To address this research lacuna, by drawing on the cognitive characterisation model proposed by Culpeper (2001/2014), this study delves into the protagonist’s characterisation in the Little Women schema. It conducts a corpus-based investigation from the three parameters of surface structure, textbase, and situation model, thus providing a mixed model and longitudinal analysis of gender reconstruction from the 1930s onward. Furthermore, it embeds translation in its historical contexts, in line with feminism in China, by examining both human and non-human agents in regard to translatorial and sociohistorical factors. Additionally, the study explores the two-way conditioning between translated texts and the prevailing literary norms, and the reception of the bildungsroman in each historical period. A combined quantitative and qualitative methodological approach is used to complement and triangulate the data regarding the bildung of the protagonist and the in-depth exploration of her characterisation, thereby overcoming subjective and impressionist analyses that may arise from a single-method approach.

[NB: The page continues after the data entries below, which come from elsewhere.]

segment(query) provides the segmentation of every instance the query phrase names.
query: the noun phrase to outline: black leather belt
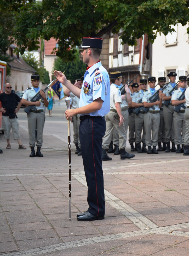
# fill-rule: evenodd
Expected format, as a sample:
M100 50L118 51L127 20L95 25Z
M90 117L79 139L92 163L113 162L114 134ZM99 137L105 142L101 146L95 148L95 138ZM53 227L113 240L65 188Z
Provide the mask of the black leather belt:
M36 111L35 110L34 110L33 109L31 109L30 111L30 112L33 112L33 113L41 113L42 112L43 112L43 109L37 109Z
M85 115L84 116L81 116L79 117L79 119L81 121L84 119L85 118L89 118L89 117L101 117L102 118L102 117L101 116L92 116L90 115Z

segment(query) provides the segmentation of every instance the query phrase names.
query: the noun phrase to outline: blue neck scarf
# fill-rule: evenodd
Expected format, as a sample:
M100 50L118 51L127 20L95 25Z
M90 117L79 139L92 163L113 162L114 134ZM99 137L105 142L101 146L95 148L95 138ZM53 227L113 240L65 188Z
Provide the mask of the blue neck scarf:
M176 85L176 83L175 82L174 83L171 83L170 82L170 83L172 85L172 87L173 88Z
M150 91L151 92L151 93L152 93L152 95L155 92L155 88L154 88L153 89L152 89L152 88L150 88Z
M33 88L34 89L35 91L36 92L37 92L38 90L39 90L39 87L38 87L37 88L34 88L34 87L33 87Z
M186 88L181 88L180 87L180 90L182 92L183 92L185 90Z

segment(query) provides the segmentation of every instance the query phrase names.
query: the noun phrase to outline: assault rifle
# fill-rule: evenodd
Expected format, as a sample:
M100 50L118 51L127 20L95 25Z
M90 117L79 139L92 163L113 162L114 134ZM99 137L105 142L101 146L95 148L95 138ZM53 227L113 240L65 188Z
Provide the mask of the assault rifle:
M139 74L137 74L135 76L135 77L134 77L134 78L133 78L130 81L130 79L129 79L129 80L128 80L127 82L126 83L127 83L128 84L128 86L129 86L130 85L131 83L132 83L134 79L135 79L136 77L137 77L139 75ZM121 87L121 88L120 88L120 90L121 91L121 94L122 95L123 95L123 94L125 94L125 93L126 92L125 92L125 90L124 85L123 85L122 87Z
M162 90L162 92L167 86L168 84L168 83L167 84L166 84L164 85L163 87L163 89ZM150 102L150 103L152 103L152 102L155 102L156 101L157 101L157 100L159 97L159 91L160 90L160 89L159 89L159 90L158 90L157 91L156 91L156 92L155 92L154 94L153 94L153 95L152 95L151 97L149 98L149 100ZM142 109L142 110L144 110L145 113L147 113L148 111L149 110L149 109L150 109L150 108L152 108L153 110L155 110L155 108L153 106L152 106L152 107L147 107L146 108L144 107Z
M170 91L169 92L169 95L170 96L172 96L172 94L174 91L175 91L178 88L178 84L179 82L179 81L177 82L176 84L176 85L173 88L172 90ZM169 83L170 82L169 82ZM164 105L165 105L166 107L168 107L169 105L169 103L171 102L171 99L170 100L167 100L165 101L164 101L163 102L163 104Z
M182 101L183 100L184 100L185 98L185 96L184 94L185 91L186 89L185 89L182 93L178 99L177 100L178 101ZM180 109L181 107L182 108L184 108L185 109L186 108L186 107L184 105L184 103L181 103L181 104L179 104L179 105L177 105L176 107L175 107L174 109L174 111L176 111L177 113L179 113L180 110Z
M44 89L42 90L42 91L43 91L45 92L47 89L49 88L50 86L52 86L53 85L54 85L55 83L57 82L58 81L58 80L57 79L56 79L56 80L54 80L54 81L52 81L48 85L47 85ZM39 90L37 93L36 94L35 96L34 96L31 99L31 101L32 102L35 102L36 101L40 101L40 100L42 99L42 98L41 95L40 94L40 91ZM35 111L36 111L37 110L37 109L35 105L33 105L28 106L27 108L26 108L24 109L24 111L26 113L27 113L27 114L28 114L30 112L30 111L32 109L33 109Z

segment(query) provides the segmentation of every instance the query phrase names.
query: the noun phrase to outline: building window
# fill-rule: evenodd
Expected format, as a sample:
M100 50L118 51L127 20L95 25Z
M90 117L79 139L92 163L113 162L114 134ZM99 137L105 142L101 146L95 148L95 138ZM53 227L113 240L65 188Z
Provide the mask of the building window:
M129 55L129 46L127 44L123 45L123 56L128 56Z
M172 32L172 33L168 33L165 36L165 46L169 46L171 45L176 45L177 43L177 33L178 32L178 26L173 26L171 25L171 28L174 28L175 30L175 32Z
M114 58L117 57L118 54L118 34L113 35L113 56Z
M139 38L136 39L137 44L136 45L135 45L134 50L135 54L139 53L140 52L140 38Z

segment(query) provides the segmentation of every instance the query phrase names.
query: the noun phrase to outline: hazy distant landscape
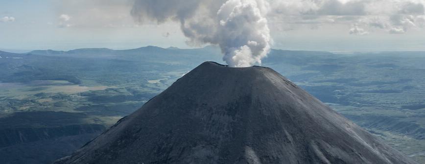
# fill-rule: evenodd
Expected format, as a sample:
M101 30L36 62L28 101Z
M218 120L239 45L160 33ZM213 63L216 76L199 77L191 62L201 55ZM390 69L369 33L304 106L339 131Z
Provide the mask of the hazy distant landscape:
M424 55L273 49L262 66L424 163ZM222 61L214 47L0 56L0 161L5 164L48 163L69 155L203 61Z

The findings identify the trajectory of Jo’s characterisation from an iconoclastic to a hyper-feminine to an androgynous figure in China over the course of nearly a century, which entails the revision, reinforcement, and refreshment of prior knowledge. Furthermore, the analysis showcases that characterisation is subject to the dominant ideology, prevailing poetics, differentiated patronage, and translatorial habitus from the post-May Fourth Movement to the market-oriented 1990s and a more individualised new millennium. The results illustrate that translational norms are conditioned by competing literary norms and react to the target culture.
Theoretically, the findings enrich DTS and translation theories (e.g., the law of translation) with an interdisciplinary study of narratology and cognitive stylistics. Methodologically, the mixed-method research contributes to a holistic analysis from the micro level of linguistics to the macro level of sociocultural context. Pragmatically, the cognitive theoretical framework and systematic analysis of Jo as a protagonist in the Chinese context extend previous characterisation models from drama to prose fiction and translations.